What if you need to generate two server implementations (possibly in different languages) that adhere to the same specification?

You don’t always go server -> spec -> client.

[darylteo]

That seems like a rare use case. Surely we optimise for the general use case - you start working on a new server powered platform, and write it once in your stack of choice, and release libraries for clients (mobile apps, integrations, web apps).
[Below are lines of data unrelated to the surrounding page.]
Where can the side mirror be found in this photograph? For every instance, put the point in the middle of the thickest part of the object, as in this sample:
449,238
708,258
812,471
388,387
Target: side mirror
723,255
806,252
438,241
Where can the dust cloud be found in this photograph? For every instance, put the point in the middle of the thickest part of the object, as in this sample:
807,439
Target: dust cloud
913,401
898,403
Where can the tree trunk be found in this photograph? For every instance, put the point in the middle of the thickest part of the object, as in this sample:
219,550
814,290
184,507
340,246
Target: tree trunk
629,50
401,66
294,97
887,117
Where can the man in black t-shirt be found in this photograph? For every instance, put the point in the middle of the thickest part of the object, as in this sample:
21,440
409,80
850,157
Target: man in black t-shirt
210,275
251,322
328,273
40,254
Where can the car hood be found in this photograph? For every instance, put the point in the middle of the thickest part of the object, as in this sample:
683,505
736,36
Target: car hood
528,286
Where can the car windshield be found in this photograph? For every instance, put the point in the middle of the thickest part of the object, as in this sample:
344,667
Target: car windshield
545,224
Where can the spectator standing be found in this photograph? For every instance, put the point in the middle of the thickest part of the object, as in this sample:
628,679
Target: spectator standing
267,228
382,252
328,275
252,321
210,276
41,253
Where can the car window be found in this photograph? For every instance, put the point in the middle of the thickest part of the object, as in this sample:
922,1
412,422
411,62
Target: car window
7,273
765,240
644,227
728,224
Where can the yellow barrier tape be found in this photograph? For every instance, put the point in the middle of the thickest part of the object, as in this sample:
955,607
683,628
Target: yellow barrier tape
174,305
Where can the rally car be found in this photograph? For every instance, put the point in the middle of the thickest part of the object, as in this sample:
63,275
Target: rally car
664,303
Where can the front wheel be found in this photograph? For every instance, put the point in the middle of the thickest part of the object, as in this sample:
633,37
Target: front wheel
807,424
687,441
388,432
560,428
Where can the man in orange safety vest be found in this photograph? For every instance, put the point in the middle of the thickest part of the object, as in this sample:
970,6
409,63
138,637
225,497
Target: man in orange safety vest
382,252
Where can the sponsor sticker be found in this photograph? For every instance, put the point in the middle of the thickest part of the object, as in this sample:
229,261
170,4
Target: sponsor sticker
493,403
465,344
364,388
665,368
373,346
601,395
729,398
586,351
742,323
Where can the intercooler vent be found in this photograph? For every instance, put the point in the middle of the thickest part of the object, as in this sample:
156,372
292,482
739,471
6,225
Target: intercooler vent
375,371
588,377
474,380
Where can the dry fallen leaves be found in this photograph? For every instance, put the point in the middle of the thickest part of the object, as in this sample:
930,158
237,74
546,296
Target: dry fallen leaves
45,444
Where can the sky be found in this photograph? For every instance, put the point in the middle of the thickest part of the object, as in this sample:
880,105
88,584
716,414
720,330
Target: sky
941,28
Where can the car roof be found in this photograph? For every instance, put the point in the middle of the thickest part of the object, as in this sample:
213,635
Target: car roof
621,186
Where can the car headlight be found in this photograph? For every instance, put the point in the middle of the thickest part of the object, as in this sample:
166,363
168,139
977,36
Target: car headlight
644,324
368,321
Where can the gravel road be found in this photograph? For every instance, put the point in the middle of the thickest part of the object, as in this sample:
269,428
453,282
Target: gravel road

Even so, a e2e test suite would surely serve far more utility over a spec that simply stubs out endpoints with no functionality.

[vundercind]

It is not at all uncommon to want a spec for an api that’s out of your control. Or to want to define shared data structures at the transport layer which may have “owners” in heterogenous languages. Spec languages are (well, can be—so very many are terrible) very nice in those cases, which are not at all rare. They may well be more common than the “we’re writing a new single-language monolith that is free to control the shape of the data it slings” use case.

[BillyTheKing]

for internally consumed APIs I somewhat agree, but if you wanna expose APIs to external developers it usually does pay off to spend a bit of time on the API design itself, what APIs would you expect to see if you were the user of the your own service - and this is where tools like this really help imo - you could even preview your API in some openapi doc tool like readme or similar, in which case it's like previewing your product before releasing it

[DanielHB]

the whole point of a DSL for APIs is so it can interop with different languages, frameworks and toolchains. Sure if you all your services are NestJS then you don't need this.